-Vamos logo, Rin! - a garota usando um longo rabo-de-cavalo gritou pela terceira vez em cinco minutos.- Tá todo mundo pronto, só falta você.

Apesar de Sango ser normalmente exagerada, dessa vez ela tinha razão. As duas amigas já estavam impecavelmente arrumadas, sentadas no sofá da sala, esperando a caçula descer as escadas afobada.

-Pronto! -ela falou sem fôlego pela corrida- Achei o celular!

As meninas riram, deixando a pequena Rin confusa.

-O que houve?- ela olhou para si mesma pra verificar se tinha colocado um sapato de cada cor, ou tinha esquecido de colocar as calças. Parecia estar tudo no lugar.

-Não que você não esteja uma gracinha...-Sango comentou ainda rindo.- Mas acho que usar a franja amarrada pro alto com um elástico, não combina muito com seu look.

Rin correu para o pequeno espelho no corredor, e envergonhada viu que tinha se esquecido completamente de soltar a franjinha depois de terminar a maquiagem. Ajeitou como pode as mechas no lugar, enquanto dizia sua checklist em voz alta.

- Celular... Bolsa... Carteira... Ingressos...?

- Em cima da mesinha de centro na sala.- Kagome apontou para o pequeno amontoado de objetos a sua frente.- Não tá faltando nada, Rin.

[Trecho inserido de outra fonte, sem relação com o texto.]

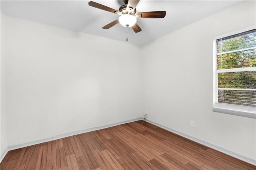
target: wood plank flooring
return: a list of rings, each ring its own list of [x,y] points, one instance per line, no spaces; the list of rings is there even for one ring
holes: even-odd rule
[[[1,170],[256,170],[143,121],[9,151]]]

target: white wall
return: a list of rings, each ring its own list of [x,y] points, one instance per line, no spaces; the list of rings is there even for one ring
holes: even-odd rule
[[[141,117],[140,47],[5,18],[9,145]]]
[[[144,45],[148,119],[255,160],[255,119],[212,109],[213,38],[255,24],[255,1],[239,3]]]
[[[7,147],[7,125],[6,119],[6,107],[5,101],[5,17],[1,13],[1,103],[0,114],[0,126],[1,128],[1,146],[0,147],[0,155],[1,156],[6,150]]]

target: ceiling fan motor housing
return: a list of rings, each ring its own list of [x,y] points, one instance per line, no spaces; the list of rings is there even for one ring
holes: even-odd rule
[[[124,5],[122,6],[119,8],[119,11],[122,12],[123,14],[130,14],[132,15],[134,15],[136,13],[136,8],[134,9],[134,10],[133,11],[130,11],[129,13],[128,12],[128,11],[127,10],[127,5]],[[129,7],[133,9],[132,7]]]

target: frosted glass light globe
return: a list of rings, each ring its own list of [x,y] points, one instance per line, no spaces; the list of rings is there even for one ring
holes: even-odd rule
[[[118,20],[121,25],[124,27],[131,27],[135,24],[137,19],[133,15],[126,14],[120,16]]]

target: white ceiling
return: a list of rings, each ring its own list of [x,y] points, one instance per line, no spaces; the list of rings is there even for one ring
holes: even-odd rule
[[[94,1],[117,10],[124,4],[122,0]],[[120,24],[102,28],[119,16],[90,6],[89,1],[1,0],[1,10],[8,16],[125,42],[126,28]],[[240,1],[141,0],[137,12],[166,11],[166,15],[164,18],[137,20],[142,31],[135,33],[128,28],[128,42],[144,44]]]

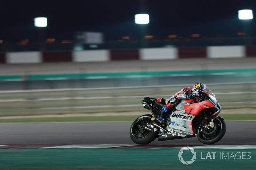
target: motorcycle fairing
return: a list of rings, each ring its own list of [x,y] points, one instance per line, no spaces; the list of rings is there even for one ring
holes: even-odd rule
[[[170,128],[167,128],[169,131],[166,133],[162,133],[158,138],[158,140],[171,140],[182,138],[187,138],[195,137],[196,135],[193,133],[181,130],[179,129]]]

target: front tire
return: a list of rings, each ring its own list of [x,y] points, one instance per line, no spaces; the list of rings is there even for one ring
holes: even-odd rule
[[[227,126],[224,120],[218,117],[214,119],[214,127],[209,130],[201,132],[202,124],[206,121],[204,120],[198,127],[197,131],[197,138],[199,141],[205,144],[211,144],[217,142],[224,136],[226,132]],[[204,127],[203,126],[203,127]]]
[[[145,124],[150,121],[151,115],[145,115],[140,116],[133,122],[131,126],[130,137],[132,140],[138,144],[147,144],[153,141],[157,136],[157,133],[139,128],[138,126]]]

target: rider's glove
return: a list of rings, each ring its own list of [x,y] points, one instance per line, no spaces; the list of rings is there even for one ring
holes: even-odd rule
[[[191,99],[194,98],[193,97],[197,97],[196,95],[194,94],[188,94],[188,95],[187,95],[187,96],[186,96],[186,98],[187,98],[187,99]]]

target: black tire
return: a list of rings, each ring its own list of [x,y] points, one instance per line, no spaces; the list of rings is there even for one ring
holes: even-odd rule
[[[147,130],[141,131],[138,125],[148,122],[151,118],[150,115],[145,115],[137,118],[130,128],[130,137],[133,142],[138,144],[147,144],[153,141],[157,137],[157,133],[153,132]]]
[[[211,144],[217,142],[224,136],[226,132],[227,126],[224,120],[220,117],[214,119],[214,127],[210,131],[201,132],[202,124],[204,124],[205,120],[203,121],[197,129],[197,136],[199,141],[205,144]]]

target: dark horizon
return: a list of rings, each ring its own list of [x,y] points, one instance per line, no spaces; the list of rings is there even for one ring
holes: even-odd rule
[[[34,18],[47,18],[46,38],[74,39],[77,32],[99,32],[106,40],[118,40],[123,36],[137,38],[141,27],[146,33],[156,37],[169,34],[189,37],[236,36],[244,32],[244,22],[250,22],[252,35],[256,27],[254,18],[239,20],[238,10],[255,11],[255,1],[183,1],[153,0],[128,2],[116,0],[46,0],[2,1],[0,4],[0,40],[17,42],[22,39],[38,39],[38,28]],[[135,23],[134,15],[146,13],[150,22],[147,26]],[[254,13],[253,13],[254,14]]]

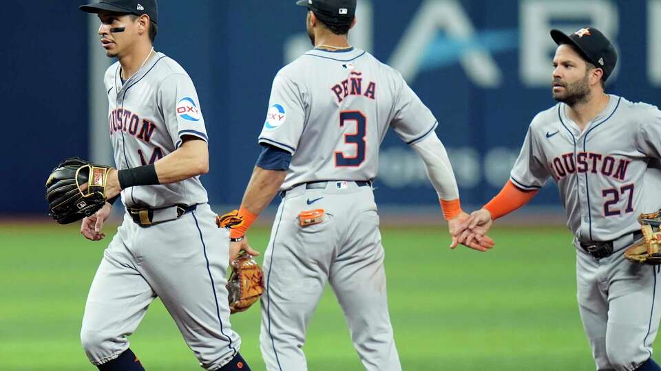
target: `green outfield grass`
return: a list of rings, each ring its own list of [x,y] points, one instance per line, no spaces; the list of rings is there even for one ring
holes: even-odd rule
[[[565,229],[495,229],[495,249],[450,251],[444,226],[386,228],[390,315],[405,370],[592,370],[576,301],[575,253]],[[250,233],[263,247],[268,231]],[[78,334],[106,242],[77,227],[0,226],[0,370],[95,370]],[[241,352],[264,370],[259,306],[232,316]],[[156,300],[131,337],[147,370],[201,370]],[[328,289],[304,350],[311,371],[362,370]]]

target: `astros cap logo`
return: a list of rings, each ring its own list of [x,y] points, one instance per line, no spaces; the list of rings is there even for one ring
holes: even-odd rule
[[[578,37],[583,37],[584,36],[592,36],[592,34],[590,33],[589,28],[581,28],[578,31],[576,31],[574,33],[575,35],[578,35]]]

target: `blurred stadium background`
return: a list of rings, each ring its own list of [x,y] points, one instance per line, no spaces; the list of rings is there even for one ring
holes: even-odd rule
[[[202,181],[218,212],[240,201],[258,153],[273,77],[310,47],[304,12],[294,2],[159,1],[155,47],[178,60],[196,85],[211,139],[211,170]],[[607,90],[658,104],[661,0],[359,3],[352,43],[401,71],[435,113],[467,209],[501,188],[530,120],[554,103],[552,27],[599,28],[620,54]],[[54,225],[43,197],[48,174],[61,159],[112,163],[102,77],[114,60],[98,45],[98,19],[78,11],[82,3],[19,1],[6,16],[1,370],[93,369],[78,336],[105,243],[84,240],[77,226]],[[395,135],[386,137],[375,183],[404,369],[594,370],[555,184],[499,223],[494,251],[450,251],[435,193],[406,147]],[[251,232],[255,246],[266,245],[264,225],[271,215]],[[242,353],[253,370],[264,370],[259,311],[235,318],[244,337]],[[149,370],[199,369],[158,302],[132,339]],[[361,369],[330,291],[313,318],[305,350],[312,371]]]

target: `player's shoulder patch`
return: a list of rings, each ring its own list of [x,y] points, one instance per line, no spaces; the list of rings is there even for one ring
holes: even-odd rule
[[[188,121],[200,121],[202,115],[198,104],[191,97],[184,97],[177,102],[177,115]]]
[[[284,124],[286,120],[287,113],[284,106],[276,103],[269,107],[264,127],[267,130],[273,130]]]

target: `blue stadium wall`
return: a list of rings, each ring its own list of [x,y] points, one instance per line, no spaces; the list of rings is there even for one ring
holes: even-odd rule
[[[400,69],[434,113],[464,203],[481,204],[500,189],[530,120],[554,104],[550,28],[601,29],[620,53],[607,91],[659,103],[661,0],[359,1],[352,43]],[[240,201],[273,77],[309,47],[305,12],[294,2],[160,1],[156,49],[183,65],[197,87],[211,139],[211,172],[203,181],[212,203]],[[43,214],[49,170],[59,159],[92,152],[87,39],[96,30],[88,27],[93,16],[77,10],[81,3],[12,3],[0,58],[1,214]],[[392,133],[381,148],[378,202],[436,204],[415,153]],[[558,204],[552,181],[534,203]]]

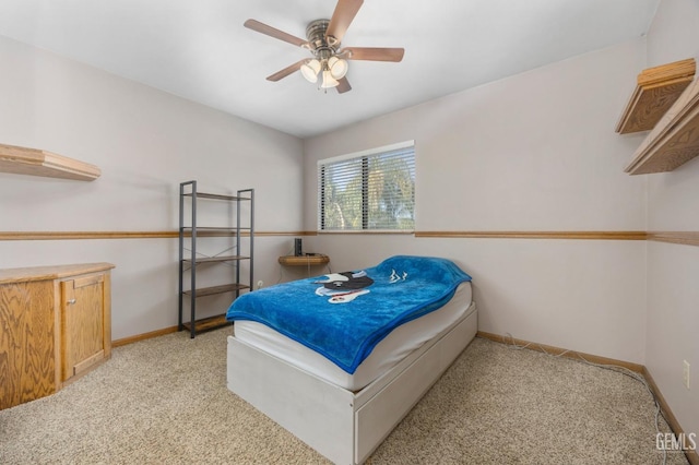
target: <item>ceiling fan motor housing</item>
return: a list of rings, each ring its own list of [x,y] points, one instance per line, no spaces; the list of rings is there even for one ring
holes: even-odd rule
[[[335,55],[337,47],[340,47],[340,41],[335,40],[334,37],[325,37],[329,24],[330,20],[316,20],[306,27],[308,47],[319,60],[327,60],[332,57]]]

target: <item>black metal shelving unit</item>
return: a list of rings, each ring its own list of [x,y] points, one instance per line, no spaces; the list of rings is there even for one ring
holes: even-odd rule
[[[234,203],[236,206],[236,222],[233,227],[202,227],[197,222],[197,204],[200,201],[224,201]],[[241,217],[241,204],[249,202],[249,217]],[[187,204],[189,203],[190,215],[186,213]],[[189,219],[189,222],[188,222]],[[247,235],[249,240],[248,248],[241,254],[241,238]],[[235,252],[236,254],[216,254],[213,257],[205,257],[197,252],[197,242],[206,237],[235,237]],[[186,249],[185,239],[189,237],[190,249]],[[189,252],[189,253],[187,253]],[[236,195],[225,195],[200,192],[197,189],[197,181],[181,182],[179,186],[179,317],[177,329],[182,331],[189,330],[190,337],[194,337],[197,334],[221,327],[225,324],[229,324],[225,319],[225,313],[209,317],[204,319],[197,319],[197,299],[200,297],[213,296],[224,293],[235,293],[235,297],[238,298],[244,290],[251,290],[254,271],[254,189],[241,189],[238,190]],[[240,263],[247,261],[249,265],[248,279],[244,279],[240,273]],[[235,267],[235,281],[228,284],[197,287],[197,269],[201,265],[208,264],[233,264]],[[186,266],[189,266],[188,269]],[[189,289],[185,288],[185,277],[189,272]],[[190,319],[188,322],[183,320],[185,300],[189,297],[190,306]]]

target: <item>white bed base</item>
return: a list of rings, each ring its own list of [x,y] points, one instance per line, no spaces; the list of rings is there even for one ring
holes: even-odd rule
[[[362,391],[339,388],[228,336],[228,389],[336,464],[360,464],[475,337],[471,302],[447,333]]]

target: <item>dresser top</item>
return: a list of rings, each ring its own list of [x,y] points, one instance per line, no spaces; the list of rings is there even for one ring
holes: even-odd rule
[[[60,279],[86,273],[108,271],[111,263],[76,263],[70,265],[27,266],[23,269],[0,269],[0,284],[26,283],[31,281]]]

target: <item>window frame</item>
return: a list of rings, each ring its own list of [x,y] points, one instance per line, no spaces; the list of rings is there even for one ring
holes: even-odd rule
[[[369,228],[369,158],[372,156],[381,156],[382,154],[389,154],[390,152],[412,148],[412,169],[411,175],[413,178],[413,227],[411,229],[393,229],[393,228]],[[325,170],[329,165],[339,164],[342,162],[359,160],[362,159],[362,228],[360,229],[325,229],[325,207],[324,201],[325,191]],[[415,233],[415,183],[416,183],[416,151],[415,141],[404,141],[395,144],[383,145],[380,147],[368,148],[360,152],[354,152],[350,154],[339,155],[330,158],[322,158],[317,162],[317,193],[318,193],[318,219],[317,231],[319,234],[377,234],[377,233],[390,233],[390,234],[414,234]]]

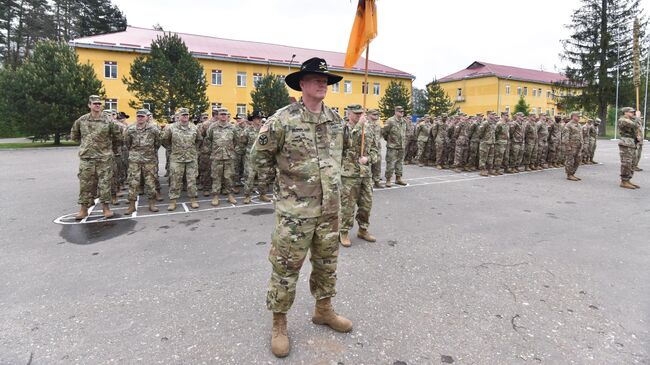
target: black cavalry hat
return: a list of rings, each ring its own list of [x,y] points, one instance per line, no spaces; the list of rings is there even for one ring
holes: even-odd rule
[[[324,59],[314,57],[303,62],[302,66],[300,66],[300,71],[287,75],[287,77],[284,79],[284,82],[286,82],[290,88],[296,91],[302,91],[300,89],[300,79],[302,79],[302,77],[307,74],[327,76],[327,85],[336,84],[337,82],[343,80],[343,76],[334,75],[329,72],[327,69],[327,62],[325,62]]]

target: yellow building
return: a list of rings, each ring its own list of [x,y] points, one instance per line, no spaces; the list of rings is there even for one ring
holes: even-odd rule
[[[566,92],[579,92],[554,87],[554,83],[566,81],[559,73],[478,61],[438,80],[454,108],[470,115],[487,111],[510,113],[522,95],[530,112],[555,115],[560,112],[557,106],[560,97]]]
[[[93,65],[106,89],[106,108],[124,111],[134,116],[129,107],[134,100],[122,77],[129,75],[133,60],[149,52],[149,46],[164,32],[152,29],[127,27],[123,32],[75,39],[75,48],[82,63]],[[343,80],[330,86],[325,104],[343,115],[349,104],[363,101],[362,84],[365,60],[360,59],[350,70],[343,69],[344,53],[296,48],[283,45],[238,41],[193,34],[177,33],[205,70],[208,83],[207,96],[212,106],[227,108],[232,114],[250,113],[251,91],[262,75],[274,73],[286,76],[297,71],[301,63],[311,57],[324,58],[330,70],[343,76]],[[409,89],[415,77],[406,72],[369,61],[367,95],[368,108],[377,108],[391,80],[404,82]],[[296,99],[300,94],[289,89]],[[140,101],[137,101],[140,102]],[[149,105],[142,101],[143,107]]]

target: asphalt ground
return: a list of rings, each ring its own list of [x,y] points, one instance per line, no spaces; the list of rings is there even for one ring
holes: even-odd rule
[[[647,152],[639,190],[618,187],[611,141],[581,182],[407,166],[411,185],[375,191],[378,241],[355,227],[340,250],[333,303],[353,331],[311,323],[307,261],[284,360],[265,308],[272,205],[141,201],[120,219],[122,201],[65,224],[76,152],[0,151],[0,364],[650,364]]]

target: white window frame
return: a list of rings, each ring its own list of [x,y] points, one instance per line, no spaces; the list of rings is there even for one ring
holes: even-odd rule
[[[212,70],[212,79],[210,81],[215,86],[223,85],[223,72],[221,70]]]
[[[237,71],[237,87],[246,87],[246,72]]]
[[[117,80],[117,62],[104,61],[104,78],[107,80]]]

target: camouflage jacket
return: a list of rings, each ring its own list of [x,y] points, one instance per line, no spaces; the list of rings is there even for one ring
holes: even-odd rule
[[[481,140],[481,143],[494,144],[495,128],[496,123],[492,123],[487,119],[481,122],[481,125],[478,127],[478,136]]]
[[[508,144],[510,140],[510,126],[507,122],[499,120],[494,126],[494,138],[498,144]]]
[[[566,151],[582,148],[582,128],[580,124],[570,121],[562,131],[562,145]]]
[[[162,145],[170,149],[170,161],[192,162],[198,159],[198,148],[201,144],[201,134],[192,122],[183,125],[175,122],[163,130]]]
[[[382,136],[386,140],[386,147],[405,149],[408,142],[409,121],[404,118],[397,119],[392,116],[386,120]]]
[[[343,121],[330,108],[315,115],[296,102],[275,112],[260,129],[251,156],[261,182],[270,183],[277,171],[276,213],[339,214],[342,149]]]
[[[548,124],[546,122],[537,122],[537,144],[546,146],[548,144]]]
[[[124,132],[124,145],[129,149],[129,162],[156,162],[160,148],[160,130],[151,124],[138,128],[131,124]]]
[[[426,142],[431,136],[431,122],[422,122],[415,127],[415,137],[418,142]]]
[[[237,127],[234,125],[228,122],[213,123],[208,128],[205,139],[206,143],[210,145],[211,160],[233,160],[237,157],[237,148],[241,139]]]
[[[379,161],[377,149],[377,136],[370,128],[365,129],[363,155],[368,157],[368,163],[361,165],[361,129],[357,123],[354,127],[347,124],[343,133],[343,161],[341,163],[341,176],[345,177],[372,177],[370,165]]]
[[[634,147],[638,143],[637,124],[633,119],[621,117],[618,119],[619,146]]]
[[[70,139],[79,142],[79,158],[109,159],[122,145],[120,127],[111,117],[100,114],[94,119],[90,113],[75,120]]]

-Só falta Kikyo chegar do salão.-Sango olhou para o pequeno relógio de pulso que usava.- Ainda falta umas duas horas então vai dar tempo para pegarmos bons lugares.

-O queeee?- Rin protestou indignada. - Você ficou me gritando o dia todo, achei que estávamos atrasadas!

- Se eu não gritasse AÍ SIM estaríamos atrasadas.- Sango rolou os olhos.- Você é muito distraída, até mais que a Kagome.

-Ei!- as duas exclamaram em coro e Kagome, que estava sentada ao seu lado no sofá atirou um das almofadas na cara da amiga.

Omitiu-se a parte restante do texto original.